İTALYA:Ulusal Azınlıkların Korunmasına İlişkin Çerçeve Sözleşme’ye taraf olmasına rağmen Avrupa Bölgesel veya Azınlık Dilleri Şartı’nı imzaladı ancak onaylamadı. Resmi dil İtalyanca. Ancak, Arnavut, Katalan, Alman, Yunan, Sloven ve Hırvat Toplulukları ile Fransızca, Güneydoğu ve Provence Fransızca’sı, Ladino, Friulice, Sardunyaca konuşan nüfusların dil ve kültürleri korunuyor. Kamu belgeleri, azınlık bölgelerinde iki dilde hazırlanıyor ama İtalyanca olan geçerli sayılıyor. Azınlık dillerinde radyo ve televizyon yayınları yapılabiliyor. Anaokullarından itibaren ilköğretimde İtalyanca ile beraber talep olması halinde azınlık dillerinin eğitim aracı olarak kullanılması mümkün. Genel kurallar İtalyan Milli Eğitim Bakanlığı’nca tespit ediliyor.

İSYAPYA: Ulusal Azınlıkların Korunmasına İlişkin Çerçeve Sözleşme ile Avrupa Bölgesel veya Azınlık Dilleri Şartı’na taraf. 1978 Anayasası’na göre ülkede 17 özerk bölge bulunuyor. Her özerk bölgenin yerel meclisi var. Yerel yönetimler, çevre, ulaşım, tarım, ormancılık, ekonomi, sağlık, sosyal yardım, turizm, eğlence, polis, kültür konularında yetkili. Devletin resmi dili İspanyolca olmasına rağmen azınlık dilleri özel saygı ile korunup kültür mirası olarak kabul ediliyor. Katalonya, Bask ve Galiçya özerk bölgelerinde ana dilde eğitim ve yayın yapılabilirken ayrıca diğer tüm özerk bölgelerde de İspanyol vatandaşların anadillerini kullanması serbest.
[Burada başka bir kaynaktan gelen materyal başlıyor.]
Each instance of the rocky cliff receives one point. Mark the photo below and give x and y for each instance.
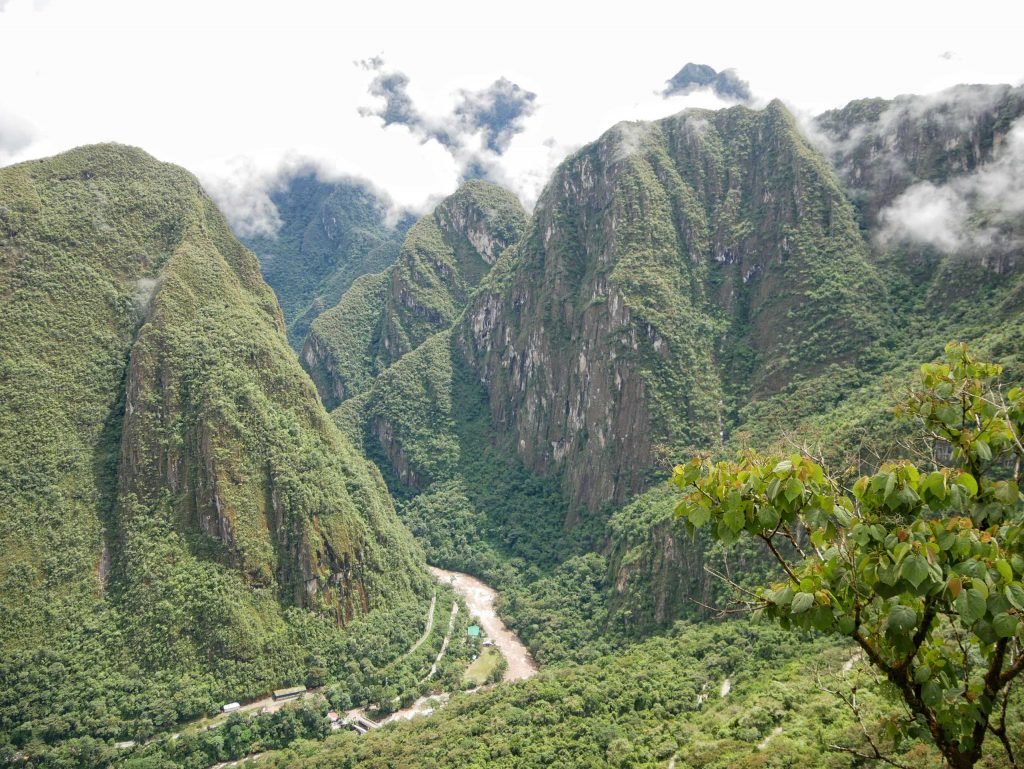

YUNANİSTAN: Ulusal Azınlıkların Korunmasına İlişkin Çerçeve Sözleşme’yi imzalayan Yunanistan, Avrupa Bölgesel veya Azınlık Dilleri Şartı’na da taraf. Müslüman (Türk) azınlığın hakları, Lozan Antlaşması ile düzenlenerek çocuklarına Türkçe isim vermelerine izin verilirken, Türkçe yerleşim birimi isimlerine müsaade edilmiyor. Yayın dilinin mutlaka Yunanca olacağına dair bir kanun hükmü yok. Ancak Yunanca dışında bir dilde yapılan yayınlarda, yayın sürecinin en az %25’i Yunanca olmak zorunda. Bu yayınlarda Yunanca altyazı kullanılması ve Yunanca dilinin doğru kullanımı esas. Yunanca dışında özellikle yabancı dilde yayın yapan Yunan televizyon kanalı bulunmuyor. Batı Trakya’da 230 ilkokul ve lisede Türkçe eğitim veriliyor. Anlaşmalar uyarınca her türlü eğitim kurumunu kurma hakkına sahip olan Türk azınlığın yeni eğitim kurumları açmasına imkân tanınmıyor.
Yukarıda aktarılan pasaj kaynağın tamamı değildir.